Inside the small soundproof booth of her home recording studio in Fort Myers, Fla., Randy Thomas sits on a tall stool, dons headphones and, holding a newly faxed script in hand, leans into the microphone on her recording console.
“Now, Entertainment Tonight!” she announces in an exuberant yet assuring voice, before reading the day’s entertainment headlines for the syndicated daily TV show.
Within the hour, Thomas has edited the recording on her home office computer and emailed the audio file to ET’s office in Los Angeles. Later in the day, she’ll repeat the process with breaking entertainment news.
“Every day is a different news day,” Thomas says. “You have to really take it in and bring each read to life.”
While entertainment fans seldom recognize Thomas’ face, their ears naturally perk up when hearing her speak, especially when the veteran announcer assumes the voice she uses to introduce the Academy Awards show, the Super Bowl halftime show and numerous other high-profile events.
As a voice-over artist and live announcer, Thomas is a groundbreaker. In addition to being the voice of TV’s Entertainment Tonight, she is the first woman to announce the Oscars, the Emmys and the Tonys, once voicing all three awards shows in the same year (2003).
“She is the female standard in the industry,” says Entertainment Tonight producer/director Kevin Gershan, 51. “She is to voice-over what Barbra Streisand and Celine Dion are to singing.”

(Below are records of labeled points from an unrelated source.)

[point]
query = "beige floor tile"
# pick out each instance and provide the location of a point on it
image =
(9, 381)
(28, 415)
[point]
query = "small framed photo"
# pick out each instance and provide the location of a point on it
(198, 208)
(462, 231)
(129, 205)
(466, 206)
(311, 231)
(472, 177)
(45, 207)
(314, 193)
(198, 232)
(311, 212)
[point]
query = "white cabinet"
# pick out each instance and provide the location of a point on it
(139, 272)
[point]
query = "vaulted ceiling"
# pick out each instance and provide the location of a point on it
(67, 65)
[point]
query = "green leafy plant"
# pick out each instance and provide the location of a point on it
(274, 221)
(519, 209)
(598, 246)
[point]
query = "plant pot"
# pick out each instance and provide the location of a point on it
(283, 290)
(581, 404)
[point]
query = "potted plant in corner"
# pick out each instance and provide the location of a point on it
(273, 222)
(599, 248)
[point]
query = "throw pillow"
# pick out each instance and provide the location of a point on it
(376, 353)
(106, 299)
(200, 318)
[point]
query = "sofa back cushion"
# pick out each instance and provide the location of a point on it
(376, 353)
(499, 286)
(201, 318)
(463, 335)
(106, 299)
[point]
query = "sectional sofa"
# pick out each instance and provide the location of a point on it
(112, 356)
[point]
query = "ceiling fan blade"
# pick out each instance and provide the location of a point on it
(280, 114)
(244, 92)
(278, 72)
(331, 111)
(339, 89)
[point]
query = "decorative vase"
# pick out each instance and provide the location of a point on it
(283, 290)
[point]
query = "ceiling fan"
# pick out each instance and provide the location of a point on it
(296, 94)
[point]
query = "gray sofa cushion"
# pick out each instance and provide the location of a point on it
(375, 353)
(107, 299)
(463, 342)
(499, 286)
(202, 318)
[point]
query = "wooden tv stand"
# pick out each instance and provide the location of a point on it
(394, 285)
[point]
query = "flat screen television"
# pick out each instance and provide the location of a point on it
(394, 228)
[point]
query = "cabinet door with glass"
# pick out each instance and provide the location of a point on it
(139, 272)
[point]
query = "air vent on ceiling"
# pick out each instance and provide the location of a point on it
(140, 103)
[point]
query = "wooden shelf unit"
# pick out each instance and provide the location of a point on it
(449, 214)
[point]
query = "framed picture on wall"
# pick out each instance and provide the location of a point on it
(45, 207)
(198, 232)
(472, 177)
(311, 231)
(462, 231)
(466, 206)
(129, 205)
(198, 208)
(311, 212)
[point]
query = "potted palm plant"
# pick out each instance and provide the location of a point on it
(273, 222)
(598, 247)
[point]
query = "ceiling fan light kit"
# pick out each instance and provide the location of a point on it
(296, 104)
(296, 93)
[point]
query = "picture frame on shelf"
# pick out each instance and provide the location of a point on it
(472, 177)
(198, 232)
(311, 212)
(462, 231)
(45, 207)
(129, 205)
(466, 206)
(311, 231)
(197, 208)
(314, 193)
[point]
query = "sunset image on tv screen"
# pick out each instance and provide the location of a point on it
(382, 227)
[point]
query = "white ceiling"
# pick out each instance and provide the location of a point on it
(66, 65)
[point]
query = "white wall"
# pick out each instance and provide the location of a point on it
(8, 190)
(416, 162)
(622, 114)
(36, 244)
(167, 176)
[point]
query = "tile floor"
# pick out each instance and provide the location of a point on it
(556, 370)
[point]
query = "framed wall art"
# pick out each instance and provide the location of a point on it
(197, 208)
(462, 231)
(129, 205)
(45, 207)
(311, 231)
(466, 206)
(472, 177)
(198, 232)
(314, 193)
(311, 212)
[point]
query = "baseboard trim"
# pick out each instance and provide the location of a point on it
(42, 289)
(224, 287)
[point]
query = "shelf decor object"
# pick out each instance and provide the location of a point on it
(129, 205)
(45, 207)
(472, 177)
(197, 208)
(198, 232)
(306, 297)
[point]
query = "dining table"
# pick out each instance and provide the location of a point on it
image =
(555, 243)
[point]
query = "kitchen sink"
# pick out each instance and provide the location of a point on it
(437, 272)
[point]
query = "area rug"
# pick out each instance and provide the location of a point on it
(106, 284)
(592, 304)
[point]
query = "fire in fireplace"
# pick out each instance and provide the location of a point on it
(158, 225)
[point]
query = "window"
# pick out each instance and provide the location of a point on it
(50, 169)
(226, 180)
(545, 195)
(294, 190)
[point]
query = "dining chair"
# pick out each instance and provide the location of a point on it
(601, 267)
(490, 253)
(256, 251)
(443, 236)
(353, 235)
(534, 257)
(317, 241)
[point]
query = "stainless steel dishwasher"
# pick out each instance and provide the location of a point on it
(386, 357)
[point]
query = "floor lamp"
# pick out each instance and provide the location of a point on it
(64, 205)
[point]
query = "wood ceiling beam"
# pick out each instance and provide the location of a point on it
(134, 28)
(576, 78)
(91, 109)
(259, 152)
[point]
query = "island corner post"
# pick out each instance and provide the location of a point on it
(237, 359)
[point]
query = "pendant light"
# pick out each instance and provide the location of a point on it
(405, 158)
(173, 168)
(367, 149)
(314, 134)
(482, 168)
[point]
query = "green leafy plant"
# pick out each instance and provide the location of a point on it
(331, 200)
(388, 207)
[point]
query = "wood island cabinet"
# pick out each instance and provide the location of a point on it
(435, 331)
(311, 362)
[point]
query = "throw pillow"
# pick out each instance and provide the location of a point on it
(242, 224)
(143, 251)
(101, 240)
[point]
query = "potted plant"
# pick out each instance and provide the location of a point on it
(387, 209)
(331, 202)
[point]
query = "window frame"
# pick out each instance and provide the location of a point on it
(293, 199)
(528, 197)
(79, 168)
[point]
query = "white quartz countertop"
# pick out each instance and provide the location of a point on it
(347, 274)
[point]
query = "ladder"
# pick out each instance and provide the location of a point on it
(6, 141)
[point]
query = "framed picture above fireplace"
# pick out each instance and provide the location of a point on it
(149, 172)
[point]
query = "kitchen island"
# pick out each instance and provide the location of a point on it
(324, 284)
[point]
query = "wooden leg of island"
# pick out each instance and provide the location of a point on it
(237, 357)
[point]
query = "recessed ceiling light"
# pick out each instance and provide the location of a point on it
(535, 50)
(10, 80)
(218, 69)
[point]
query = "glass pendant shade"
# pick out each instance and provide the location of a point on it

Thomas has voiced live events such as the 2008 Democratic National Convention and the Super Bowl halftime shows this year and in 2010, and recorded Discovery Channel documentaries and the Hooked on Phonics home study series (“Call 1-800-ABCDEFG!”). Even so, the vocal artist says she can barely sing a note.
“I’m tone deaf,” Thomas acknowledges. “For Hooked on Phonics, instead of singing the alphabet song, the director had me rap it.”
Thomas grew up in Miami Beach, Fla., and Detroit, where she first realized her vocal gifts as a teenager while talking on the phone with boys. “They always thought I was older than I was,” she recalls with a laugh.
She moved to New York City to study acting for one year and got her first radio job at campus station WORB while attending Oakland Community College in Farmington Hills, Mich. In 1973, she joined FM-106.7, becoming one of the first female disc jockeys at a major Detroit radio station. Work followed at other stations in New York City, Miami and Los Angeles.
While hosting the morning radio show for L.A.’s 94.7 The Wave, Thomas was invited to audition to announce the Academy Awards show, which she since has voiced seven times.
“When I first got the job for the Oscars in 1993, the producers asked me, ‘How will you feel going live to a billion people?’” Thomas recalls. “I said, ‘I come out of radio. I’m at the top of my game when it’s live.’ That took all the pressure off them.”
Thomas describes her voice as “strong, authoritative, warm and elegant.” To bring to life the words on a page, she works with her clients to understand their messages and brands, and uses her acting training to present her voice accordingly. Since her voice is her primary tool of the trade, she keeps it healthy by avoiding acid-forming foods containing sugar, dairy products and wheat, and by drinking water laced with organic essential oils.
“Before the Oscars in 1997, I gave a throat elixir to Billy Crystal, who was hosting,” Thomas recalls. “He said, ‘Wow! This burns!’ I told him, ‘That means it’s working,’ but I was thinking ‘What have I done?’ Thankfully, he went on and did an amazing show.”
To pass along her experience and knowledge, Thomas has led voice-over workshops and, in 2008, teamed with New York vocal coach Peter Rofé to write Voice for Hire: Launch and Maintain a Lucrative Career in Voice-Overs. She’s also developing America’s Next Voice, a voice-over competition.
Back at home, Arnie Wohl, her husband and manager, peeks in as Thomas works in their shared office before he leaves to pick up their daughter, Rachel, 15, from school. “She’s the most-heard female voice in the world!” Wohl proudly exclaims.
Thomas smiles. Sometimes, even for her, words aren’t necessary.